Donald Trump popped the cork and the genie is out of the PC bottle. I say its a very good thing. The left can now resume running around like headless chooks.

Rodney

Rodney

quote- the US election and the wash-up to Brexit show millions of disenchanted people are rising up against political correctness and the globalisation lovefest, but rather than being outspoken in a constructive, democratic way they’re being racist, xenophobic, misogynistic and ­homophobic, and are showing contempt for women and minorities.

how far from reality can one get, especially when Trump gets blamed for the contempt to electors showed for the society has suffered under Democrat socialist society,

we have had enough of the contempt of the democratic socialist UN sponsored overruling of our lives,

that’s not contempt. ITS A CORRECTION FROM POLITICAL INEPTNESS.

Michael

Michael

With out doubt those of the left show absolute contempt for those of us of the centre. They start their contempt with accusing us of being on the right which is absolute nonsense. Try supporting conventional marriage as an example. You are of the right if you believe that the status quo should be maintained. What nonsense but it is an example of the contempt the left show all the time if you don’t support their regressive policies dressed up as progress.

Graeme

Graeme

The worst contempt on display these days is the violent Left and their protests against democracy and free speech.

Greg

Greg

” Acting with moral and intellectual integrity can help us see ourselves not ideally as superior but as at least bigger than the bigots around us and hopefully in time able to re-educate them”.

Judith – typical Marxist dogma  – thought you were better than this. The only people I know who DO NOT act with Moral and intellectual integrity and are BIGOTED are from the left.

Deporable No.1

Sandra

Sandra

@Greg The moment we start seeing ourselves as bigger than those around us is the moment we start feeling contempt for them. As for re-education, sorry, but I have vague memories of the cultural revolution in China. We just need to behave properly and act with integrity, and persuade people by our arguments. I think you agree, Greg–sorry to seem as if I’m arguing with you. Just going off at a tangent.

Tom

Tom

So “millions of disenchanted people” are being “racist, xenophobic, misogynistic and ­homophobic, and are showing contempt for women and minorities.” Surely you mean deplorable.

Keep trying to make sense of it, maybe one day you’ll get it.

Rob

Rob

60 million Trump voters felt the empathy of ABC’s Virginia “should be subjected to an IQ test” Trioli.

Damien

Damien

The contempt I see in this article is for the audience from the author.

What utter trash.

Let me give you a vicious eye roll as I dump this piece.

A

A

Oh yay! Someyhing else we can all be a “victim” of. Where do I sign for compo?

Ed

Ed

Absolutely right Ruth there is a lot of contempt on show in recent times, particularly in the US elections and it all came from the elitist provinces (mostly on the east and west coasts) and it was directed towards the people who they perceived to be inferior in culture and intellect (the working class in the fly-over states).

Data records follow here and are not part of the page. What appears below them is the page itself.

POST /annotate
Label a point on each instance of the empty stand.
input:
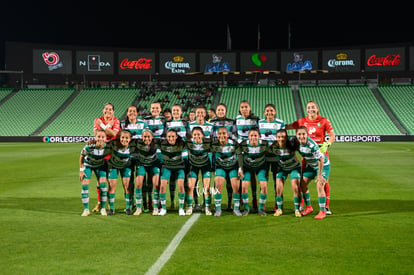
(352, 110)
(77, 119)
(24, 112)
(258, 97)
(400, 98)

This had nothing to do with their religion, sex or ethnicity.

robert

robert

You seem to think contempt is the preserve of the right. Perhaps you’re expressing your contempt for those who don’t agree with you.

There is no more racism now than there was 10, 50 or 100 years ago. Likewise sexism. Talk to somebody who lived through real sexist and racist times.

I’m only 50 and I remember my mother having to jump through hoops to get a loan to buy the house.